Ma non si deve dimenticare che la realtà del lavoro e della società in genere è radicalmente mutata nel corso di pochi anni con la rivoluzione digitale che ci ha travolto. Non si tratta più solo di IoT, blockchain, supercomputer che immagazzinano ed elaborano moli enormi di dati, sistemi di intelligenza artificiale che assumono decisioni, ma siamo arrivati addirittura al Metaverso, ai simulatori di conversazione di esseri umani con elaborazioni di linguaggio naturale (per tutti, pensiamo a Chat GPT), agli algoritmi di apprendimento automatico tramite deep learning e calcolo quantistico . Difficile immaginare che gli strumenti normativi validi 40 anni fa possano ancora resistere e che il modello regolatorio non debba evolvere costantemente per mantenere aderenza con la realtà gestionale in divenire.

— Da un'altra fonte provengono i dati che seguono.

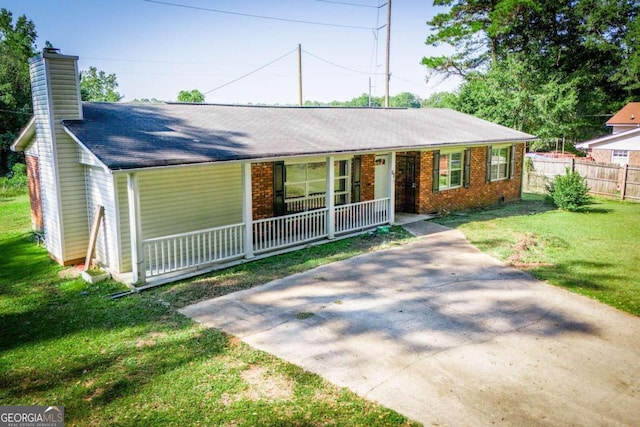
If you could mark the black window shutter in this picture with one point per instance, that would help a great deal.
(356, 177)
(489, 163)
(467, 167)
(279, 207)
(512, 165)
(435, 185)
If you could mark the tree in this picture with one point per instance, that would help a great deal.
(191, 96)
(96, 85)
(441, 100)
(405, 100)
(584, 51)
(513, 94)
(17, 45)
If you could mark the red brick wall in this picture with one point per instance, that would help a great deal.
(262, 190)
(33, 176)
(368, 177)
(479, 193)
(601, 156)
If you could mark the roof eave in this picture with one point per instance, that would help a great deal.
(26, 137)
(85, 148)
(274, 157)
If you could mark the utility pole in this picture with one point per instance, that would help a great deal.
(387, 74)
(300, 74)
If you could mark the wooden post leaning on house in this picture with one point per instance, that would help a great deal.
(93, 237)
(135, 227)
(247, 210)
(331, 198)
(623, 188)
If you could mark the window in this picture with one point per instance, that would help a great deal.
(620, 157)
(305, 185)
(450, 175)
(341, 189)
(499, 163)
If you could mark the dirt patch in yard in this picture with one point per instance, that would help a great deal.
(262, 385)
(527, 244)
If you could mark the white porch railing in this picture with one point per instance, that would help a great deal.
(200, 248)
(273, 233)
(187, 250)
(358, 216)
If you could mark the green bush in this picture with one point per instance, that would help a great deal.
(569, 191)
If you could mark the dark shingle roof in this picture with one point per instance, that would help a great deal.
(628, 115)
(129, 136)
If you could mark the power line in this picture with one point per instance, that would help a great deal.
(334, 64)
(273, 18)
(251, 72)
(351, 4)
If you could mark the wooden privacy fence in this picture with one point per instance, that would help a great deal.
(604, 179)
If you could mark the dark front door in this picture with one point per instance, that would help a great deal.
(406, 183)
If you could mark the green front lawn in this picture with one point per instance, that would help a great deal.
(594, 252)
(137, 361)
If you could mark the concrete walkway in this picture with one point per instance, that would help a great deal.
(446, 335)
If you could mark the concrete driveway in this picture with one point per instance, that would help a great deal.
(446, 335)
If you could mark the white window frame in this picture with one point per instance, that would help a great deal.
(497, 161)
(318, 200)
(447, 171)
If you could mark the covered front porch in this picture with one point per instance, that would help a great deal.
(179, 255)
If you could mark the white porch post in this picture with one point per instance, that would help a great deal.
(135, 227)
(392, 188)
(247, 210)
(331, 198)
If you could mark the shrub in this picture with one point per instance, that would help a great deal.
(569, 191)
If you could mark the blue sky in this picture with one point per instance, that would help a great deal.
(156, 49)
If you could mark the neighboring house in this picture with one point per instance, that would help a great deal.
(623, 145)
(189, 187)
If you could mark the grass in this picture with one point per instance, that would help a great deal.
(593, 252)
(137, 361)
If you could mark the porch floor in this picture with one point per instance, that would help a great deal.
(402, 218)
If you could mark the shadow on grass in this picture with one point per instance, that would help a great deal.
(23, 261)
(567, 274)
(265, 270)
(531, 204)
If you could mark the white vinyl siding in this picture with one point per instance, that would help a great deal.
(100, 191)
(62, 75)
(180, 200)
(48, 171)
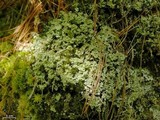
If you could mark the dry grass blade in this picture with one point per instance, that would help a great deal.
(22, 31)
(95, 84)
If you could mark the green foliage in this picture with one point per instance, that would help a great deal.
(67, 56)
(63, 64)
(14, 75)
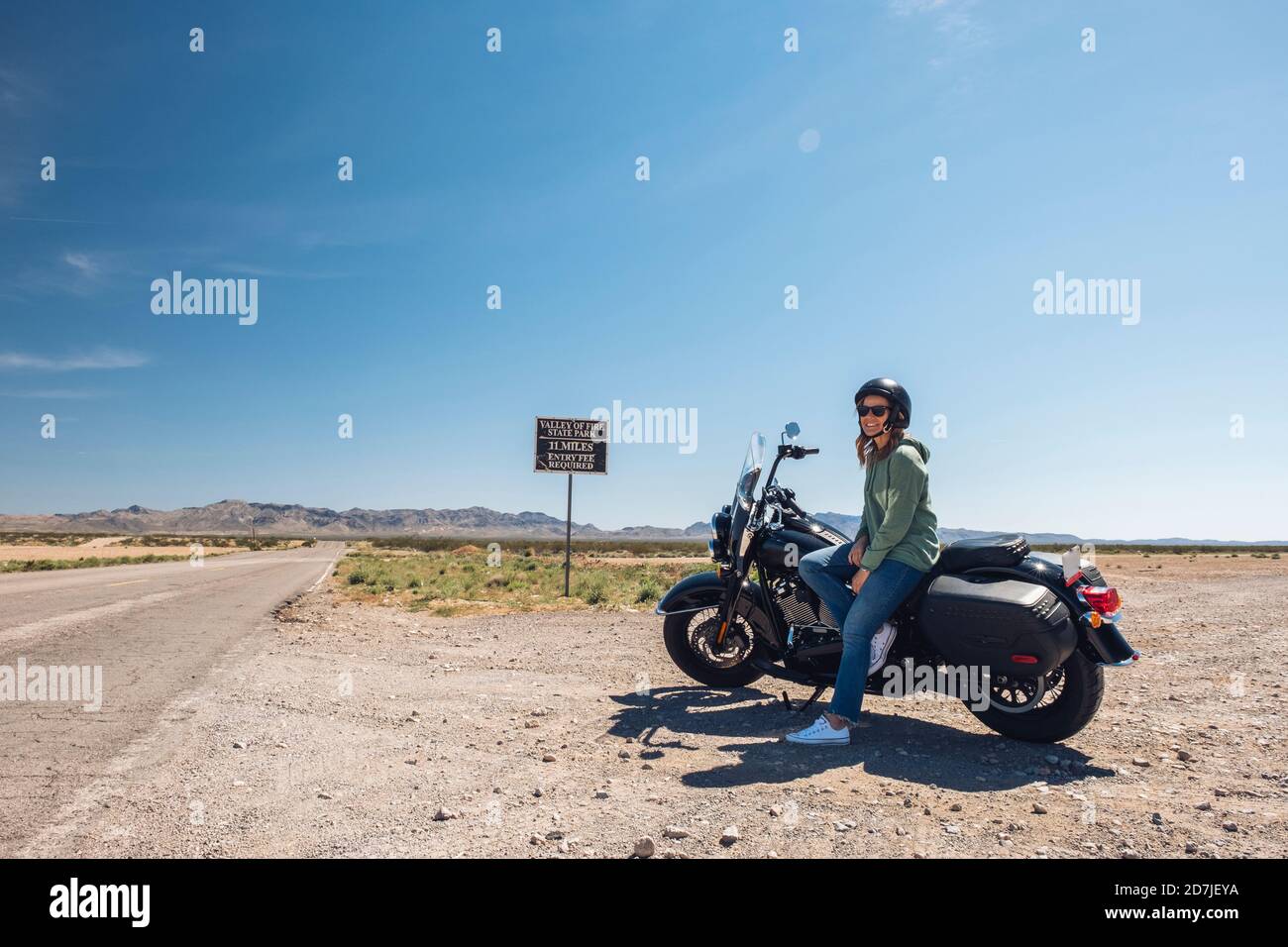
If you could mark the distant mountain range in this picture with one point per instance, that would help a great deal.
(235, 517)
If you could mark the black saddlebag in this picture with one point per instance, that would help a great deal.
(1003, 624)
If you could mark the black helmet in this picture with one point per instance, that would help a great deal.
(894, 393)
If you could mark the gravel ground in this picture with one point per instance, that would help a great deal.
(365, 731)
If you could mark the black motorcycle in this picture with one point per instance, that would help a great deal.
(1033, 629)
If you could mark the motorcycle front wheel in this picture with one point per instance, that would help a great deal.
(1047, 709)
(692, 642)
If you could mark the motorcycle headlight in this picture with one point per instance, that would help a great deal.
(720, 523)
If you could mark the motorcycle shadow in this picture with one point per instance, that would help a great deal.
(892, 746)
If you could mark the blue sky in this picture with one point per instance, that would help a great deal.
(518, 169)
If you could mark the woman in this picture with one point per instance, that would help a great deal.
(862, 582)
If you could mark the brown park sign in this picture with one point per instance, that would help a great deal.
(571, 445)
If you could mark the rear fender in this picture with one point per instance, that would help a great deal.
(1104, 644)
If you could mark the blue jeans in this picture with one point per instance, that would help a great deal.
(828, 574)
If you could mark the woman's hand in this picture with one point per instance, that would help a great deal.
(857, 549)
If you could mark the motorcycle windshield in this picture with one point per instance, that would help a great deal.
(751, 466)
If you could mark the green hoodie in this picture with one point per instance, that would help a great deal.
(897, 515)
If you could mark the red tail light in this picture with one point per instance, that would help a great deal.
(1102, 598)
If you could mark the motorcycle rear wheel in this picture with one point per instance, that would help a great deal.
(691, 642)
(1065, 701)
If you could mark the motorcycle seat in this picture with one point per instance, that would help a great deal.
(984, 551)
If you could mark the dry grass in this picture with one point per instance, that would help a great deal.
(462, 579)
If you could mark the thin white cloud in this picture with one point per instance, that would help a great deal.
(43, 393)
(952, 18)
(89, 266)
(99, 359)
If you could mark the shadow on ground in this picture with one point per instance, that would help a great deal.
(896, 746)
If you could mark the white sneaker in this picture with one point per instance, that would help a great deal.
(881, 642)
(820, 733)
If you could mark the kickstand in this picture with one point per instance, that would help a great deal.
(806, 705)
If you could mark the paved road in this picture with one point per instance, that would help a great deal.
(154, 629)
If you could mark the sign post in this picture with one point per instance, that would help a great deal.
(571, 445)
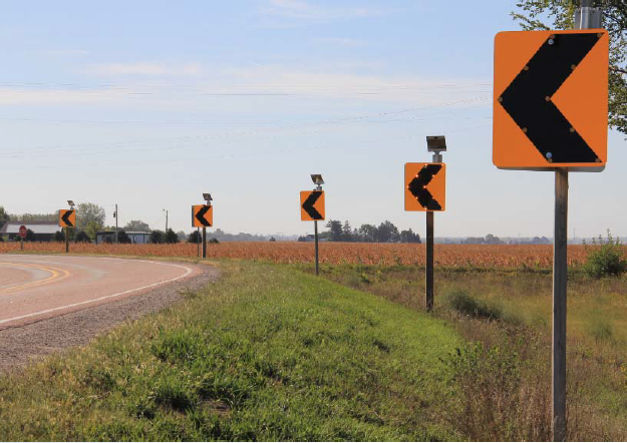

Ma nel contempo non si può nemmeno abdicare alla “frontiera infinita” dell’evoluzione tecnologica, perché quest’ultima deve essere guidata da valori umani fondamentali. E se la riservatezza inevitabilmente arretra, pur nella doverosa resistenza di paletti definiti di agibilità, comunque non lo deve fare la dignità, sicurezza e valorizzazione della professionalità umana, che devono essere costantemente preservate e promosse anche in momenti epocali, quale l’attuale, di dirompente integrazione uomo-macchina.
Ritengo pertanto che la svolta promossa dall’ordinamento italiano, pur con il limite territoriale della regolazione a fronte della natura internazionale del fenomeno, si muova nella giusta direzione di fornire un nuovo approccio basato sullo scambio di informazioni preventivo e sulla previsione di modelli di condotta univoci. Ora sta alle imprese, ai lavoratori ed alle organizzazioni sindacali investire su di esso e adottare buone pratiche di conoscenza, condivisione e formazione, per valorizzare l’accesso consapevole alle informazioni, evitando comportamenti opportunistici da entrambi i lati. Tenendo sempre conto che, se è vero che i dati sono sempre più dinamici e relazionali e sempre meno proprietari , se è vero che i sistemi digitali sono sempre meno conoscibili dalla stessa impresa utilizzatrice che se ne serve ma spesso non li governa, tuttavia è innegabile che esiste una disparità di potere derivante dall’asimmetria informativa fra le parti del rapporto, che deve essere il più possibile colmata attraverso regole prescrittive, per consentire al prestatore di lavoro di sviluppare piena consapevolezza e capacità critica.